Otter continually goes back to his summer road show, where he traveled across the state selling his transportation plan. About a year ago, the Idaho Associated General Contractors ran a poll that found that a majority of Idahoans want better roads, with 58 percent of respondents favoring an increase in vehicle registration fees while only 11 percent wanted a gas tax hike.

Idaho AGC provided Unda' the Rotunda with a portion of the poll last year.

Last week, the Governor's Office told Unda' the Rotunda that no further polling had been done on the issue but that a majority of lawmakers—including House Republican leaders—acknowledge a need for more funding for roads.

Otter spokesman Jon Hanian said, again, that the people of Idaho want better roads.

"The overwhelming majority say, 'We want safe and reliable roads. Give them to us,'" Hanian said.

But if you were standing outside the Capitol Annex the day the House returned from its three-day hiatus, you would not have heard that.

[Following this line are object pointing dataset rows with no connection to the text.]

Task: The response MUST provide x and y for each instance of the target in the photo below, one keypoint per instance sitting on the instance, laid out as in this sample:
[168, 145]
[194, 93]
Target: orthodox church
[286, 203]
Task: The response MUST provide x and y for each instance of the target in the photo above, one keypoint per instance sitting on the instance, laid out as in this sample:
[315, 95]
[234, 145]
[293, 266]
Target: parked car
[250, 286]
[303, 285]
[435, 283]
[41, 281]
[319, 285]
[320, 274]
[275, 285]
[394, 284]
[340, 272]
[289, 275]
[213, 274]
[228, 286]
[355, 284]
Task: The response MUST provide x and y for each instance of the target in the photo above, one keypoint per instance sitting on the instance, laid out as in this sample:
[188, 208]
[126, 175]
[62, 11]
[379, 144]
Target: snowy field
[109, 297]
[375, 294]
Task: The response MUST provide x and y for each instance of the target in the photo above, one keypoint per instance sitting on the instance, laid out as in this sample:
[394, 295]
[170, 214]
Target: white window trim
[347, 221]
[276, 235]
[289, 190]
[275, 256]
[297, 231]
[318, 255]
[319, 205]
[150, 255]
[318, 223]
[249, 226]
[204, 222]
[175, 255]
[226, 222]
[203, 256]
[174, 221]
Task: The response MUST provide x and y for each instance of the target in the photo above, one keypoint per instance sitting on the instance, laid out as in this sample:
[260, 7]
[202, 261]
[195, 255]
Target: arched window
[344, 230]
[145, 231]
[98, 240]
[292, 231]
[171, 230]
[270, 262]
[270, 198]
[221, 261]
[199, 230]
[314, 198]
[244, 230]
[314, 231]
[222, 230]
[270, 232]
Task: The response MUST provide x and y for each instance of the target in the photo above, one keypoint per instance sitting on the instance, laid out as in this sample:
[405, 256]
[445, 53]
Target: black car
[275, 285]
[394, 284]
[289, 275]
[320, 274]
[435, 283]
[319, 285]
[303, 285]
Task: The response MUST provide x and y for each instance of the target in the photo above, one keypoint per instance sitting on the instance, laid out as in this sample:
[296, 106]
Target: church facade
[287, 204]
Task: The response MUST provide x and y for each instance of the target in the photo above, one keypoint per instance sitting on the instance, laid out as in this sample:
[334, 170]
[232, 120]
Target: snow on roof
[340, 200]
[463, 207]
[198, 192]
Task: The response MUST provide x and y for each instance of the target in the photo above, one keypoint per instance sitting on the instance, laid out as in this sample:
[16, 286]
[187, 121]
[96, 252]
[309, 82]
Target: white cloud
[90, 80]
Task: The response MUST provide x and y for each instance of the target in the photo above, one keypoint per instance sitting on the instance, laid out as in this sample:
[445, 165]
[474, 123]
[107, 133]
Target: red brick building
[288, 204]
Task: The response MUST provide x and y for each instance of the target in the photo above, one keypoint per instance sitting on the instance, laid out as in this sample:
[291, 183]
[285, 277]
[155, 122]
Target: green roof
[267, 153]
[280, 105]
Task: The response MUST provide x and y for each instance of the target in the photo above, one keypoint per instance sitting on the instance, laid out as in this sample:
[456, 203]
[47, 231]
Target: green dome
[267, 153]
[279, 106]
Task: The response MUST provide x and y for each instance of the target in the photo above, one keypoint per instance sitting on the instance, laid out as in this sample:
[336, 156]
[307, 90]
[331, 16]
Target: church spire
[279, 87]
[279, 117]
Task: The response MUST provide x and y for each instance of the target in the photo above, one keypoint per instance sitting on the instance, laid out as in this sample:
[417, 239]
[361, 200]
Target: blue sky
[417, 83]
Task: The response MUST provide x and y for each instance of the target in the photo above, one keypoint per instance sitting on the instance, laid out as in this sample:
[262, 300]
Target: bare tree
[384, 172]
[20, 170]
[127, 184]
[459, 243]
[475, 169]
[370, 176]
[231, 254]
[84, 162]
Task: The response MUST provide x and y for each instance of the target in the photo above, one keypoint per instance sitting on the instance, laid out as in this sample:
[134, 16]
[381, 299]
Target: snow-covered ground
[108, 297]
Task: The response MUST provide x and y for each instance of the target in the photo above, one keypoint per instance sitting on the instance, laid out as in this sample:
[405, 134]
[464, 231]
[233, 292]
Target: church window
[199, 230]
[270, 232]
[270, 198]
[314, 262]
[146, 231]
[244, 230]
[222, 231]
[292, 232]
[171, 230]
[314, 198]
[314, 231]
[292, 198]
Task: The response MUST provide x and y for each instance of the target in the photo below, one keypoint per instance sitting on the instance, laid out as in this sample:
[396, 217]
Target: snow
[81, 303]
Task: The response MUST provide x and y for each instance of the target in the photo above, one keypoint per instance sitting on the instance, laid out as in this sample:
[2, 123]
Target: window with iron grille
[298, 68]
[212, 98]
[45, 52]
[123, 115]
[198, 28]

About 70 people of Idaho gathered on the steps of the Annex to protest taxes. They were organized by the Boise Tea Party, the same group that held a large protest march on Tax Day.

And as Associated Press reporter John Miller pointed out in a story, many of the Tea Partyers are affiliated with the same group of conservative Republicans and Ron Paul supporters who ousted Idaho GOP Chairman Kirk Sullivan last year, against Otter's wishes.

After the House Republican press conference, Rep. Raul Labrador, a Republican from Eagle who spoke at the Tea Party rally, showed us a series of e-mails that had arrived over the weekend, mostly opposing a gas tax increase and congratulating him for standing up to the governor.

House Democrats, including Bill Killen, the minority caucus chair, said many of the e-mails came from Tea Party activists, who were encouraged to e-mail their legislators.

Labrador went on to criticize the governor recalling that Otter told him as a freshman lawmaker to follow the Constitution, his conscience and his constituents.

"He's asking us to violate all three," Labrador said. "We're proposing things that the old Butch Otter would have agreed with."

Labrador and others from his class of young, church-going, mainly western Treasure Valley House members who all sit in the upper chamber of the House and call themselves the back benchers, generally lined up against Otter and Sullivan at the 2008 GOP convention as well.

But they also aligned themselves with Bill Sali, who was ousted from his U.S. House seat by a Democrat and who is now aligning himself with the Tea Baggers, er, Partyers. One Otter supporter suggested that Sali's loss could show that the Idaho public has not in fact moved to the fringe of the Republican Party, even as the Legislature has.

But that's just politics. What matters are the policies, and in that arena, House Republicans have also ruled the day.

Notice that not only has the road funding dollar figure decreased to a pittance, but that public transit and local option taxing are not even part of the discussion. Notice too that House conservatives are still able to bargain for things like election consolidation, which standardizes election dates across the state, and their version of school reform, without any compromising on their part.

Legislative Democrats, by the way, are not sure whether to laugh or cry. They've taken to calling the Annex "Dysfunction Junction," and as Boise Sen. Elliot Werk wrote in an e-mail to his constituents: "Unfortunately the people of this great state need to sit through the melodrama and wait for their fate (and the fate of their children) to be written in the backrooms."

We are composing this final Unda' the Rotunda column of the year on Cinco de Mayo. To us, the 2009 legislative session is dead. Let the legislators go home, spend their federal stimulus dollars and see what happens between now and December.

Meanwhile, we'll be grabbing some cigars and cognac and standing over the map table in the backroom of BW HQ.